The next day, Blackburn pressed further: “If someone who was 65 years old had sent your daughter a text saying, ‘I’m thinking of you (as I do more than is socially appropriate)’ with the emoji with its tongue hanging out, Mr Rush, would you think that was appropriate behaviour?”

“I can’t think of any context in which that would happen,” Rush responded.

Blackburn turned to the first time Rush had heard about the allegations, when Rush and Menelaus were speculating who could have made the complaint. “Is it somebody in admin? Is it somebody on the crew?”, they had wondered, Rush said. “We — we couldn’t — we were — we could only speculate, at that stage.”

But Blackburn pointed out that Rush had previously spoken to Australian Academy of Cinema and Television (AACTA) CEO Damian Trewhella about the “difficult scene” of carrying Norvill, where there was “allegedly some discomfort” —  a tidbit Trewhella had later written in an email and sent to the AACTA board.

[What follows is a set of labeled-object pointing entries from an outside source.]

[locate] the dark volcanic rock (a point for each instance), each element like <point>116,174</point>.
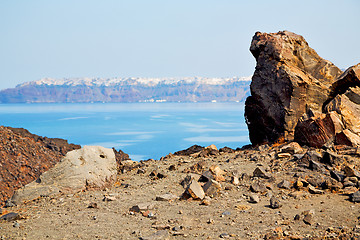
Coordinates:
<point>24,156</point>
<point>290,78</point>
<point>316,132</point>
<point>189,151</point>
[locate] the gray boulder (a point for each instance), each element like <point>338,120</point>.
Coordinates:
<point>85,168</point>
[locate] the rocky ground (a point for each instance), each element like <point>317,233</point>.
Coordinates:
<point>271,192</point>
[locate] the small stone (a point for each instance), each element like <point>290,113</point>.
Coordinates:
<point>315,166</point>
<point>141,207</point>
<point>141,171</point>
<point>254,198</point>
<point>293,148</point>
<point>298,184</point>
<point>12,216</point>
<point>194,190</point>
<point>308,219</point>
<point>148,214</point>
<point>206,176</point>
<point>210,221</point>
<point>218,173</point>
<point>314,190</point>
<point>337,176</point>
<point>284,184</point>
<point>166,197</point>
<point>284,155</point>
<point>93,205</point>
<point>235,180</point>
<point>162,234</point>
<point>206,201</point>
<point>224,235</point>
<point>109,198</point>
<point>172,168</point>
<point>243,208</point>
<point>274,203</point>
<point>226,213</point>
<point>212,188</point>
<point>9,203</point>
<point>351,172</point>
<point>355,197</point>
<point>258,187</point>
<point>298,194</point>
<point>16,225</point>
<point>260,172</point>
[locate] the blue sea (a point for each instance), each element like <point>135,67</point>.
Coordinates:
<point>142,130</point>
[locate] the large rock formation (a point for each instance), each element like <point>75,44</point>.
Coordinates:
<point>24,156</point>
<point>290,80</point>
<point>88,167</point>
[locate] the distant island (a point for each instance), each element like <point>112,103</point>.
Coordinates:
<point>87,90</point>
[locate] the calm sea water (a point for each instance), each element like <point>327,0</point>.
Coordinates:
<point>143,130</point>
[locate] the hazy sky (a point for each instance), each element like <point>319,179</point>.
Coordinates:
<point>162,38</point>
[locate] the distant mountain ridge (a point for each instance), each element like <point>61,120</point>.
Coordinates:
<point>84,90</point>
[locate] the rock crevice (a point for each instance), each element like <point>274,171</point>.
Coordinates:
<point>295,93</point>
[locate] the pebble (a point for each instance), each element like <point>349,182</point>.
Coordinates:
<point>224,235</point>
<point>274,203</point>
<point>355,197</point>
<point>166,197</point>
<point>260,172</point>
<point>162,234</point>
<point>308,219</point>
<point>254,198</point>
<point>226,213</point>
<point>10,217</point>
<point>284,184</point>
<point>93,205</point>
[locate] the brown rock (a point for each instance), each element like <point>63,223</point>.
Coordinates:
<point>308,219</point>
<point>218,173</point>
<point>258,187</point>
<point>351,172</point>
<point>212,188</point>
<point>292,148</point>
<point>260,172</point>
<point>316,132</point>
<point>350,78</point>
<point>166,197</point>
<point>348,138</point>
<point>274,203</point>
<point>194,190</point>
<point>141,207</point>
<point>198,168</point>
<point>25,156</point>
<point>289,79</point>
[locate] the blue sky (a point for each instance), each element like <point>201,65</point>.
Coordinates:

“She occurred to your mind straightaway?” asked Blackburn, questioning when, out of 15 women in the cast and crew, Norvill was the only one he could think of.

He continued, arguing Norvill couldn’t confront Rush without it having “a catastrophic effect on [their] rapport”. “It would have been highly destructive?” he asked. Rush agreed it would have.

“On many occasions you stood in front of Ms Norvill and you stuck your tongue out and licked your lips in an exaggerated way? A little bit like the little emoji in the June text?”

* * *

As Rush made his way into court for his third day of evidence, wearing a plum-coloured jacket and pants, lilac shirt and violet tie, a journalist called out to him, “Good suit”. His wife walked several steps ahead of him, carrying a thick red binder filled with pages of documents.

In the witness box, Rush was asked about using the words “yummy” or “scrumptious” to greet Norvill. “You said things to her like, ‘you’re looking very scrumptious today’?” asked Blackburn.

“I might have said that … I was in a — always in a very chirpy mood… ‘yummy’ is — has a spirit to it,” he said. Norvill would often call Rush “Dad” (a joke on their King Lear casting), and often sang “stop, Dad” like a whining child. Rush said she never used that phrase to get him to stop making lewd gestures.